Wow. The Stillers crushed the Iggles. CRUSHED them. Like Oklahoma playing Rice, crushed them. For the first time in franchise history the Steelers never punted. They rushed for 250 yards. Bettis rolled downhill like pumpkin sized bowling ball through duck pins, like a bank safe sized boulder crumpling saplings, like a cresting wave of molten lava through a field of flowers, like a runaway tractor-trailer through parked Yugos, like an enraged rhino through an eye-high stack of cereal boxes at the supermarket. (Can you tell I'm excited?) Damn. I have to say it, this team has a legitimate shot at the Super Bowl. Big Ben was very good, although he did make one bad throw into double coverage while being blitzed. But he's the real deal. He's not just playing well for a rookie, he's playing well period. He has a really good shot at making the Pro Bowl. The last big tests for him will be the Washington and Baltimore defenses, we'll see. This kid is really special (and I'm not just saying that because I have 40 of his rookie cards). Ken Whisenhunt appears to be the real deal also, losing Mike Mularkey was a big plus for us.

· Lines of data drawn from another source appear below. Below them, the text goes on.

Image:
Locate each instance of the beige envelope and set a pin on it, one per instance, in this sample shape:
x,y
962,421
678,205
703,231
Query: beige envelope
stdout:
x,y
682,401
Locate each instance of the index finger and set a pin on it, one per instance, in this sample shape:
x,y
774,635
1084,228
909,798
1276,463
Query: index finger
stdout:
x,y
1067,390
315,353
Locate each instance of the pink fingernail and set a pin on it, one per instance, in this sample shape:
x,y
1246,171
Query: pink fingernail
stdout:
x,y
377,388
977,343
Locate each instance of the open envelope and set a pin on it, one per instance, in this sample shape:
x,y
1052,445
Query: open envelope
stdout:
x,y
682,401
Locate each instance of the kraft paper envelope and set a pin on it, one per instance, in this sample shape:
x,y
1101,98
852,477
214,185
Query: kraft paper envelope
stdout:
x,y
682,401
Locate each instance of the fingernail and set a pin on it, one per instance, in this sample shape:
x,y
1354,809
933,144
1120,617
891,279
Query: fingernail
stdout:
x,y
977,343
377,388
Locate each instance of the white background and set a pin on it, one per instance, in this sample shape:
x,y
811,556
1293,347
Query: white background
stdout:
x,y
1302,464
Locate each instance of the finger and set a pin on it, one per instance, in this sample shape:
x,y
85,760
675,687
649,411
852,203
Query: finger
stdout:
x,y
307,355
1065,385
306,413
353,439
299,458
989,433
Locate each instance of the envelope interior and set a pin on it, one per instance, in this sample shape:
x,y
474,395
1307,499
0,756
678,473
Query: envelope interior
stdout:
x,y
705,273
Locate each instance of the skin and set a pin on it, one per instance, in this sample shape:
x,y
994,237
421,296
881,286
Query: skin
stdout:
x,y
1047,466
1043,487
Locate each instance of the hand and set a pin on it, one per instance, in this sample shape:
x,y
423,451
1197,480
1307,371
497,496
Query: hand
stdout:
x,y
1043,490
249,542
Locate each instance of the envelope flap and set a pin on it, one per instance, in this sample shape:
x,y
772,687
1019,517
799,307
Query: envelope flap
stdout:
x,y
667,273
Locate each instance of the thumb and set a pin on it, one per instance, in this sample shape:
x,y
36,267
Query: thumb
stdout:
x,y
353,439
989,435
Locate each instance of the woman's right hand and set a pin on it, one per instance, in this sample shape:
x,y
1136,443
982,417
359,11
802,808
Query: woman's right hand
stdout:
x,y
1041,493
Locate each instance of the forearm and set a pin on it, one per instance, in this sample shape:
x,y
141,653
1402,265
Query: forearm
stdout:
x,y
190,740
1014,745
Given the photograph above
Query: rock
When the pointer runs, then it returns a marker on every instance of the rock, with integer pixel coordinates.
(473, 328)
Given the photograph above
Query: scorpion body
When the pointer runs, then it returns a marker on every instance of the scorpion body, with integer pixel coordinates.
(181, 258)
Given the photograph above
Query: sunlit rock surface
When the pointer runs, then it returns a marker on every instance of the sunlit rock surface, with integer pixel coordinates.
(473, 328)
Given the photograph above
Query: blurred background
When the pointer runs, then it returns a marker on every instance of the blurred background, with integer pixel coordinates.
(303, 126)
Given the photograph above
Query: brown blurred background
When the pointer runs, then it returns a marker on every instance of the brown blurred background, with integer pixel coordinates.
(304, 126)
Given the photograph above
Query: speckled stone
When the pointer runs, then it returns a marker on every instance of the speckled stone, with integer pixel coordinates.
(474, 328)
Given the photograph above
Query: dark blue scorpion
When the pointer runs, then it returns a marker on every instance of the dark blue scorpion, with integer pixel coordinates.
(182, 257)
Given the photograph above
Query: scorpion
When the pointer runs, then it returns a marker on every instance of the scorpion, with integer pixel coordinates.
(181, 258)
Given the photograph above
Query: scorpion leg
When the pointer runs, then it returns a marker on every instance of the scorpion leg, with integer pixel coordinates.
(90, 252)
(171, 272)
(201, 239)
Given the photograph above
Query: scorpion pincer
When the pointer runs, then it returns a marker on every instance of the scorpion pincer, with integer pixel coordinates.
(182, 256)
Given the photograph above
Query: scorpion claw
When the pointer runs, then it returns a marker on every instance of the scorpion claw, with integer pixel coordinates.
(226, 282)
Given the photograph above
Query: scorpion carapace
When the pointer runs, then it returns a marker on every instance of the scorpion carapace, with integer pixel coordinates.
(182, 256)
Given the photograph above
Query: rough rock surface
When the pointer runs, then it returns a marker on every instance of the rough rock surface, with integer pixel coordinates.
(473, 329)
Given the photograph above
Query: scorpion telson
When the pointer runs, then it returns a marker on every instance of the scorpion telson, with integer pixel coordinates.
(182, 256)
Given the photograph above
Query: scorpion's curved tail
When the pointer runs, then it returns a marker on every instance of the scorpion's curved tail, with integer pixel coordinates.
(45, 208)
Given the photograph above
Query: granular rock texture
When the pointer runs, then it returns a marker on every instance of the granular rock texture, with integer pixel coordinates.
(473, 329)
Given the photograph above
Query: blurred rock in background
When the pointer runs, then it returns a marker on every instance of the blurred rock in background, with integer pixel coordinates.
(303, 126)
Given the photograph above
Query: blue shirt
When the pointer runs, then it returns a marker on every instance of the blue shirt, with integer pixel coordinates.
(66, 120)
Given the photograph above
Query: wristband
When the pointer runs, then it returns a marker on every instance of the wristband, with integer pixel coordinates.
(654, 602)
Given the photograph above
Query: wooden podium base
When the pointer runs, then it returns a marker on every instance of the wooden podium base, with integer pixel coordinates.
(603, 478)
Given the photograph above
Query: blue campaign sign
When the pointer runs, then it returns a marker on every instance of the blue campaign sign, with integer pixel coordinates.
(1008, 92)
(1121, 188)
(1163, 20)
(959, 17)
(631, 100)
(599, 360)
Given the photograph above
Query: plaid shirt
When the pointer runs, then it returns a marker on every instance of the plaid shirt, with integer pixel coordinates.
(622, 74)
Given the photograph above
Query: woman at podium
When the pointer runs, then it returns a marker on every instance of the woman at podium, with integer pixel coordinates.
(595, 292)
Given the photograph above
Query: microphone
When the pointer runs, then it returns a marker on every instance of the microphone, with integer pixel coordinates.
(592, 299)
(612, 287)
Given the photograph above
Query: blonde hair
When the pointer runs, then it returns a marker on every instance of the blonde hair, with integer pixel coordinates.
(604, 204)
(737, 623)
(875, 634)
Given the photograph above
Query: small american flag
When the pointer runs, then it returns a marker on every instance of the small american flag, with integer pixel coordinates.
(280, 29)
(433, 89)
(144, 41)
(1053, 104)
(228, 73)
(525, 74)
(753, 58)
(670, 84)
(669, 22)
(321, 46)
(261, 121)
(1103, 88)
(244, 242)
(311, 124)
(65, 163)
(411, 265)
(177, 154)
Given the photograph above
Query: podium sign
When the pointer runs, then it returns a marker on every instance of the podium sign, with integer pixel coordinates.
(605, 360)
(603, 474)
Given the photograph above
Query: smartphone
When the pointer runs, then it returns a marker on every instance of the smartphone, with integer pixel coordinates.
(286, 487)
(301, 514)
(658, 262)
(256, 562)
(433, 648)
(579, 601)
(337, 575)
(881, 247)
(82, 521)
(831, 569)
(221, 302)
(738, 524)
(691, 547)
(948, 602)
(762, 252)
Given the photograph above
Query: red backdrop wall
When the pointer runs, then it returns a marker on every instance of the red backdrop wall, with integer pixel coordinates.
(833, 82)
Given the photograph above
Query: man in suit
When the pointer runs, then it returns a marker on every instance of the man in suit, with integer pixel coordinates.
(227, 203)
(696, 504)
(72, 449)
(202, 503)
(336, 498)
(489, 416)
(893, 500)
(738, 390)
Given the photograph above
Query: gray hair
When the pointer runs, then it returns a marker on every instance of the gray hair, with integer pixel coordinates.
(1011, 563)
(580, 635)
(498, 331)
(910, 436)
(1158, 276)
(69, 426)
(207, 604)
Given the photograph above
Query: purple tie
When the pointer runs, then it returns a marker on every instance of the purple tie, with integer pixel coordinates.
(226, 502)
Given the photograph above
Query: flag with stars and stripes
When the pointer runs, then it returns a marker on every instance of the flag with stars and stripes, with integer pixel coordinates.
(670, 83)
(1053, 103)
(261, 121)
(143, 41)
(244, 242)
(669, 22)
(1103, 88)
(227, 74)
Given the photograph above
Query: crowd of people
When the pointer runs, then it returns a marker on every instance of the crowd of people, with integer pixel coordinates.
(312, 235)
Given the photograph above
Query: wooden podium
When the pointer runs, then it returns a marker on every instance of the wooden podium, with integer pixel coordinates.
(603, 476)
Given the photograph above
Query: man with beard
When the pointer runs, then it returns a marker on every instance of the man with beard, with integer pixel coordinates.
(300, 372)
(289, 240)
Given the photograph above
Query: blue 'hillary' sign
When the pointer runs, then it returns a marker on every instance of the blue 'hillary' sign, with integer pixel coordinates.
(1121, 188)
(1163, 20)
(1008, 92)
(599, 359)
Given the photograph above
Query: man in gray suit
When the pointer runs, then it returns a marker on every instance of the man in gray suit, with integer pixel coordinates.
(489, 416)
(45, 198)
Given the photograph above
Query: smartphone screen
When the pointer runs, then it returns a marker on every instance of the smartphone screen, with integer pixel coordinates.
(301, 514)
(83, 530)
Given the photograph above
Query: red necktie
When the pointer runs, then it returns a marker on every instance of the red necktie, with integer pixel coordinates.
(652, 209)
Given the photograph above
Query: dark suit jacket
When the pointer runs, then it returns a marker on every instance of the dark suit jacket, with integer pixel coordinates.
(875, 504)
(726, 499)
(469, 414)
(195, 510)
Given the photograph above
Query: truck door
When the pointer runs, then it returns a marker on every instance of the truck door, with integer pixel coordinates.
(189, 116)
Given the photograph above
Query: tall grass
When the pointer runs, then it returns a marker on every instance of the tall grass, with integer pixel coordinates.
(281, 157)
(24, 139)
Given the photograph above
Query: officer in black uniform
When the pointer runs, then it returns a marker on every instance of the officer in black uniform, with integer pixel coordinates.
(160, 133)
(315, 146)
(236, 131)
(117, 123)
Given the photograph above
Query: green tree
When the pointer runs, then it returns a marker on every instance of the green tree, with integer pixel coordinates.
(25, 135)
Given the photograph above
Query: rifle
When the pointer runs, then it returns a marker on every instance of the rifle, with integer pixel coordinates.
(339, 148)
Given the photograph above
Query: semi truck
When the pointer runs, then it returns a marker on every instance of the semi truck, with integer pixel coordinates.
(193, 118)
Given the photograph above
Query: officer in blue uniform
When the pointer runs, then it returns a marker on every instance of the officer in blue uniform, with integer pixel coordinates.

Whisenhunt calls much better plays in the red zone, and understands 'Steelers' football. (Line up and bang them in the mouth til they're bloody, then repeat three times.) i will post my reading of Lorde's 'Coal' later today. Got a reading at GW today, i think my voice is really coming back like it used to be in the old days at the EastSide, with the full first bass rumble under it. We'll see. Read 'Black Swan' again after seeing James Richardson's effusive review of it on the CC listserv. I know JR tends to get hyperbolistic, but he is a very smart dude, so i pulled it out and re-read it, just in case i had missed something. i hadn't, unfortunately. Lyrae's book is the epitome of what i don't like about 'Academic poems', good solid writing that mostly goes nowhere, and certainly nowhere interesting. She seems to have some self-acknowledged issues (like with black men for example) but they never get explored, mentioned but not explored. To me, there are too many missed opportunities to create tension. Like in the poem 'Leda', how is it that this piece doesn't begin:

"Imagine
the god/swan's neck
draped around her neck
like a white down noose"

Every other line in the poem could stay where it is and she would have had a very good poem, especially if the last two lines went:

warned of the snakes
and the gators

The poem would then read:

Imagine
the god/swan's neck
draped around her neck
like a white down noose
Imagine Leda black--
skinny legs peach-switch
scarred vaselined to gleaming
like magnolia leaves Imagine
a teenager hips asway like moss
switchin' down a dirt road
Florida orange blossom
water behind her ears
her tight sheath-skirt
azalea pink
A freemason Pentecostal
preacher's child
sent down from the city
to be raised by her grandmama
A girl assured her whole life
I never asked for you no-how!
I asked for your sister.
For years she walked straight
home from school past tempting
cresent lakes warned off
from sweet patches
of sugarcane
warned of the snakes
and the gators

The double 'warned' verbs at the end would then have matched the double 'Imagine' verbs at the beginning, and wouldn't have just been style improvements, but functional ones as well. But even without this alternate ending the poem would have been stronger if it opened with the swan image, which is where the resolution is headed. Another poem 'Roadside Stand' makes a similar mistake by not foregrounding the tomatoes in the first line. Why not open 'Getting Saved' with the lines:

Outside, parked beneath the glow of stained glass
the children of the saints fuck, fog the windows of deacon's cars.
Trembling I open my eyes , my mouth still moving Jesus, Jesus

This would grab anyone's attention and set up the poem's tension wonderfully, now the pun in the last line "I must be saved" is much more powerful. The opening line about dust could have gone anywhere in the poem, without changing how the poem works. Many poets are right-brained and either resist or miss the linear impulse in poems, in doing so they may gain some amount of personal pleasure, but gain it to the detriment of their poems. You can hit a baseball much further with a bat than with a cornstalk, the cornstalk may be more 'creative' or different, but . . .
Anyway we'll see, 'Black Swan' isn't a bad first book, strong technique, solid work with forms, and excellent description, plenty to build on.